Mart toplantısı sonucunda faizler indi, aylık tahvil alımlarının miktarı arttı, alıma konu olan tahvillerin kapsamı genişletildi ve AMB bankaları rahatlatmak için uzun vadeli ucuz kredi operasyonlarını (TLTRO) yeniden başlayacağını açıkladı. Piyasalar açıklanan kapsamlı genişleme paketine karışık tepki verdi. Önce Euro’da ve güvenli liman olarak görülen ABD tahvili, Japon Yeni ve Altın’da değer kayıpları etkili olduysa da basın toplantısında konuşan AMB Başkanı Mario Draghi’nin “Faizde daha fazla indirim ihtiyacı duymuyoruz” demesi piyasaların en başa dönmesine neden oldu. Hatta Euro belirgin şekilde toparlandı.

Çare Helikopter Para mı?

Avrupa Merkez Bankası bu adımları enflasyonu yukarı çekmek, büyümeyi canlandırmak için yapıyor. Ancak geçmiş örnekler gösteriyor ki para politikaları tek başına kalıcı büyüme yaratmada yeterli olmuyor. Merkez Bankaları para politikaları ile zaman kazandırırken devreye maliye politikalarının girmesi gerekiyor.

Ekonomiye can vermek için şu sıralar tartışılan bir başka seçenek var. O da “Helikopter Para”.

Fed’in eski Başkanı Ben Bernanke’ye “Helikopter Ben” dendiğini belki hatırlarsınız.

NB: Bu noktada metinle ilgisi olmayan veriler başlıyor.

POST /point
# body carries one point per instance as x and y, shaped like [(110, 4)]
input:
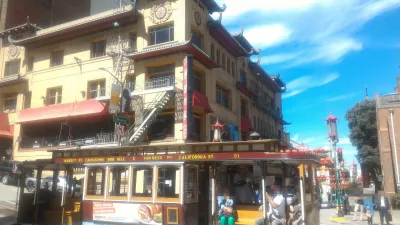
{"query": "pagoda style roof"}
[(86, 25), (239, 37), (222, 35), (175, 47), (257, 69), (21, 28), (212, 6)]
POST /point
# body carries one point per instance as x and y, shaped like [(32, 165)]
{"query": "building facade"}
[(388, 125), (183, 69)]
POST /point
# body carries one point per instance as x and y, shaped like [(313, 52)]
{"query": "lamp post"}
[(334, 139)]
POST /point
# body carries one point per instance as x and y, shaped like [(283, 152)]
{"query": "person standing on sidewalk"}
[(359, 209), (384, 207), (369, 208)]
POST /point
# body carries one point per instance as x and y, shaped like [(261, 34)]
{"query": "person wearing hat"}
[(276, 207)]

Hatta helikopter üzerinden para saçan bir Bernanke karikatürüne de denk gelmiş olabilirsiniz.  Bunun nedeni Bernanke döneminde ilk kez niceliksel gevşeme (QE) programlarının başlatılmış olması ve ABD Merkez Bankası’nın (FED)  milyarlarca dolarlık tahvil alımları yapıp finansal piyasalara yüklü miktarda dolar enjekte etmesiydi. Ancak bu hamleler piyasadaki fazla likiditenin tüketime ve yatırıma dönüşmesini sağlayamadı. Para daha çok hisse senedi alımlarına dönüştü, yani tüketiciye ulaşmadı. Şimdilerde konuşulmaya başlanan “Helikopter Para” Bernanke’ye bu lakabı kazandıran politikalardan biraz daha farklı.

Nobelli Ekonomist Milton Friedman tarafından 1969’da gündeme getirilen “Helikopter Para” ile basılan paranın doğrudan kamu harcamasına dönüşmesi ve böylelikle likiditenin en çok ihtiyacı olan orta ve düşük gelir düzeyindeki tüketicilere ulaştırılması kast ediliyor. Yani iş para politikasından, maliye politikasına kayıyor.

“Helikopter Para” ile likidite tüketicilere doğrudan ulaşabileceği gibi istihdam, verimlilik ve altyapı yatırımları üzerinden dolaylı şekilde de ulaşabilir. Tüketimin artması enflasyonu yukarı çekebilir ve hedeflere yaklaştırabilir. Ayrıca ABD’de GSYİH’nın %70’ini tüketim harcamalarının oluşturduğunu unutmamak lazım.

Şimdilik böyle bir adım Merkez Bankalarının gündeminde değil. Dün Draghi “helikopterden para saçmaktan söz edemeyiz” diyerek bu olasılığa kapıları kapadı. Negatif faiz uygulamalarının yeni bir kriz yaratabileceği yorumları artarken henüz teoride sıkışıp kalmış “Helikopter Para” tartışmaya değer bir başlık gibi görünüyor.